Unfortunately, because of the potential for hazing to become so dangerous – indeed, for it to be fatal – universities cannot draw a soft line. They can’t condone mild rituals and sanction horrific excess. And this pushes all activities underground, where they can’t be regulated. Long history has shown that attempts to prevent hazing by outlawing it don’t work; not even the threat of expulsion or criminal prosecution will entirely remove the culture for good.

 

University is an environment barely understood by all the young people in it, let alone by older adults outside the culture: Hazing can be forbidden but it is intrinsic, expected, and often even enjoyed. For myself and the girls on my team, to have relinquished the prospect of an initiation that November would have been to lose a sense of achievement and community – and yet at the same time, we understood how awful the worst case scenario could be. It seems instead, that adults will simply have to continue impressing the dangers of hazing on students until the message gets through.

But no matter what happens, the practice is going to continue; and maybe it’s better if it does. Maybe it’s better if there’s a history of careful, regulated initiations – if that’s possible – otherwise years after hazing has been banned, it will return again in careless, sadistic measures and awful consequences.

Bridging Research and Audience

Carnivore’s Dilemma
/
The Astonishing Weaponry of Dung Beetles

In these articles, Robert Kunzig and Douglas Emlen translate facts and statistics into engaging articles. However although longer, Kunzig’s article on America’s beef industry is more effective at retaining the reader’s attention because he encorporates more evocative language, human interest and a personal stake.

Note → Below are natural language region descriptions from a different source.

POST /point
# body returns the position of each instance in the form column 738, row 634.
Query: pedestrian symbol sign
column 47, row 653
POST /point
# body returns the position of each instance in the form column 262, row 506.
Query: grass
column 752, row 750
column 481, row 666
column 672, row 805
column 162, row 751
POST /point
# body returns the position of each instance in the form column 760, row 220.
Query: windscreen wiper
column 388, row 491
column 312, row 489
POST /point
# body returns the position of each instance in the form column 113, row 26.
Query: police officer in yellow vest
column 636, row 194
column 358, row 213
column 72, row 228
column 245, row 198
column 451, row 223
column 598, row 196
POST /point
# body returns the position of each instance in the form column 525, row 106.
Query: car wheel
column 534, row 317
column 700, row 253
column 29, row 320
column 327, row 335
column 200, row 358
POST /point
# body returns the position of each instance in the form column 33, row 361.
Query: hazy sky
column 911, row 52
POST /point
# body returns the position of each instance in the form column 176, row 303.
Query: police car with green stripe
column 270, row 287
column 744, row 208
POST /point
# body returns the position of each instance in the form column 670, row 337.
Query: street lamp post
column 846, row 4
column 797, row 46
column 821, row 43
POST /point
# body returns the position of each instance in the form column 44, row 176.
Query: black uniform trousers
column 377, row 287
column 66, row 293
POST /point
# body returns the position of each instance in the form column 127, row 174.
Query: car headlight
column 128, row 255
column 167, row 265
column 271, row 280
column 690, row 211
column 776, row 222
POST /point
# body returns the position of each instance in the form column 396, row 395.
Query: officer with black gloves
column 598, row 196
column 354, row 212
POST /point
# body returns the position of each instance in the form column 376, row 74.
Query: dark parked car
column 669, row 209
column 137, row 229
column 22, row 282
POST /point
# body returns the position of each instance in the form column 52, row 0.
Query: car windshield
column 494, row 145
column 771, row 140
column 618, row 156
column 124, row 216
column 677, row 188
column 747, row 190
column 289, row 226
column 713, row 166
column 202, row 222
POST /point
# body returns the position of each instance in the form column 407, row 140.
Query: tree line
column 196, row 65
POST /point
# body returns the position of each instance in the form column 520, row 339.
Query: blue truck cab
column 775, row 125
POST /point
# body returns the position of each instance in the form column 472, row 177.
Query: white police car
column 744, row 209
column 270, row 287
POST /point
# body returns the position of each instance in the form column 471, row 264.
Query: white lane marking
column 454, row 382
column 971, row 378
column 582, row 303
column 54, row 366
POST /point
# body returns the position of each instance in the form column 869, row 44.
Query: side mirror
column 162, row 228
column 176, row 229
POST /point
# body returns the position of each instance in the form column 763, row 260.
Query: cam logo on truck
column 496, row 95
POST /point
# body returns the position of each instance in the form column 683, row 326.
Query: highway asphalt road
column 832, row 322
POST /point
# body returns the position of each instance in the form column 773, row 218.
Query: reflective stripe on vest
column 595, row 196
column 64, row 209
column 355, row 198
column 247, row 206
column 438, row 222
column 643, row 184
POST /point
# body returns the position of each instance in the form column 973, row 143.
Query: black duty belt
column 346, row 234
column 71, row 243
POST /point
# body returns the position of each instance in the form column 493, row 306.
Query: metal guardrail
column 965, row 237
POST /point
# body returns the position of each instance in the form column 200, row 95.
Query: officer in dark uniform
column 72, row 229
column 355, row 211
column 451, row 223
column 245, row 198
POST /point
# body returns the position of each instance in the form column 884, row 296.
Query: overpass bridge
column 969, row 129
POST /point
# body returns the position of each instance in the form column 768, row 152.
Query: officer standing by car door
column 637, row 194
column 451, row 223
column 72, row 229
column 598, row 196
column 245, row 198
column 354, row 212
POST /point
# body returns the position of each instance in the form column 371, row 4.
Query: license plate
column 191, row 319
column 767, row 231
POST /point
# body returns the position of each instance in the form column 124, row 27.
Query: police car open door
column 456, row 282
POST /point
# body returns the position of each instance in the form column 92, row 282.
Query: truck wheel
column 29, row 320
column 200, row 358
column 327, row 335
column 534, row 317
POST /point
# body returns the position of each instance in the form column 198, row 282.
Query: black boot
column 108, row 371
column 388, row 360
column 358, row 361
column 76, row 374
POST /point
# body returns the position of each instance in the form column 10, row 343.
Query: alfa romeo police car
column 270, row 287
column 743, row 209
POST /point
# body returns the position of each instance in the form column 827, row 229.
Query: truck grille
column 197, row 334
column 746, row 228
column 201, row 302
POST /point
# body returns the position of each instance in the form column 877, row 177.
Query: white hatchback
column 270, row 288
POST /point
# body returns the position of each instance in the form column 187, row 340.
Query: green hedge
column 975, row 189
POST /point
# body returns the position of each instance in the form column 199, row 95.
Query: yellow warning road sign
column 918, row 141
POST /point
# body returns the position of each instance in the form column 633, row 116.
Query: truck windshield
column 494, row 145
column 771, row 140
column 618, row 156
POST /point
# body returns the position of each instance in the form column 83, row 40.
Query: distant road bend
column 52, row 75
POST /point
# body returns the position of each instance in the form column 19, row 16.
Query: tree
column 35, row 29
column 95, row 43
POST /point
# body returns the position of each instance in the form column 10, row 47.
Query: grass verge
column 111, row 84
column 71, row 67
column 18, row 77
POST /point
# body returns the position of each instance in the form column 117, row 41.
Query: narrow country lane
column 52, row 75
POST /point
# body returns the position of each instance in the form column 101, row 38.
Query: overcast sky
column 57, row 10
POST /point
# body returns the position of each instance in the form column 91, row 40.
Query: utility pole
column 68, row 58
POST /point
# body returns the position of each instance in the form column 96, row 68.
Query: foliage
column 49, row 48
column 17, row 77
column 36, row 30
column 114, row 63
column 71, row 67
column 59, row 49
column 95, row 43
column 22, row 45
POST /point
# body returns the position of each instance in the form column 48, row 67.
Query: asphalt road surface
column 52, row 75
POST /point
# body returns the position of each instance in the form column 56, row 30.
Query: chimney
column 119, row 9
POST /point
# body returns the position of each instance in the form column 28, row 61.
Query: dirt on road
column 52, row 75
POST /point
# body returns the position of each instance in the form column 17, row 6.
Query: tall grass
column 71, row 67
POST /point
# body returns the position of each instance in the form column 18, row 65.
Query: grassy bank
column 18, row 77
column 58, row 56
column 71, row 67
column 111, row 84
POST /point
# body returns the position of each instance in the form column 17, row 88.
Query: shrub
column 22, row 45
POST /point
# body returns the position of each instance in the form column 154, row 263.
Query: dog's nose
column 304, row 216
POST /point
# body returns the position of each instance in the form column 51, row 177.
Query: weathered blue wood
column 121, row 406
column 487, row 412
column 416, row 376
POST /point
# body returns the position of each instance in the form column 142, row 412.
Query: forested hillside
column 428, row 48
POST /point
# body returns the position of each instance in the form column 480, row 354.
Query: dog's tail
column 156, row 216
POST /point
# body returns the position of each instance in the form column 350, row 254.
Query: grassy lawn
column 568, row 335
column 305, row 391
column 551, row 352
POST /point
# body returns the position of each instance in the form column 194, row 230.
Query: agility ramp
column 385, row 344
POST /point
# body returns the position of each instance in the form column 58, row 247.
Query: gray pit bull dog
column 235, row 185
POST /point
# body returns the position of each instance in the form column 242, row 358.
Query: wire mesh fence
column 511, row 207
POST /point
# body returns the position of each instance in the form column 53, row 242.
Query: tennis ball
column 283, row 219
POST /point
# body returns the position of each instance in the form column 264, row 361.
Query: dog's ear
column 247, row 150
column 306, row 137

Strategies – Kunzig compensates for the dryness of the data (how many million tons of meat; percentage of grain consumption by cattle; etc) by phrasing the arguments for and against eating beef in extremes. An example of this is his opening tagline; “Unhealthy. Nutritious. Cruel. Delicious. Unsustainable. All-American”, where the punchy one-word sentences summarise what is harder to grasp with simple facts. Kunzig also weaves in quotes and stories from men whose lives are deeply tied to cattle farming, and describes his own experience at Wrangler Feedyard in Texas. In contrast, Emlen’s only reference to a personal stake is in his introductory story about observing elephant dung in Tanzania – and, given he dates this incident to a decade earlier, Emlen does not draw the reader in so successfully as Kunzig. Similarly, although both writers establish a narrative of sorts (Kunzig of his cattle farm experience, and simultaneously of the cattle’s journey from pasture to plate; Emlen of the beetle’s progress with a dung-ball) Emlen’s narrative is less cohesive.

Audience – The papers for which both journalists write are erudite, typically attracting a middle-class, educated readership. But within this, Kunzig is again better placed to attract readers, as most Americans consume beef and therefore have a stake in his debate – whereas Emlen’s link to human arms races and the Cold War is both tenuous and distant from readers.

Effective? – As outlined above, Kunzig’s article is more effective at making his research engaging, partly because his subject matter is already of more interest to his audience than Emlen’s. Kunzig’s use of story is also more successful as he incorporates human interest, in his interview with Paul Defoor and other workers at the feedlot.

Provisional Conflict Plan

The topic I am exploring for my feature article is social groups, hierarchy, and hazing in institutions of higher education. The specific conflict is – why do only some social groups develop/practice initiation rites; what does this have to do with hierarchy and identity; and how do initiatory and non-initiatory groups locate themselves within the same culture of higher education?

My conflict plan (pictured) outlines the lines of inquiry: which social groups do/don’t engage in hazing; similarities/differences across different areas (cities or nations); hazing culture in the past; influence of social media; development of hierarchy and individual identity in adolescence/secondary school; older generations’ perception of hazing; and media portrayal of hazing incidents.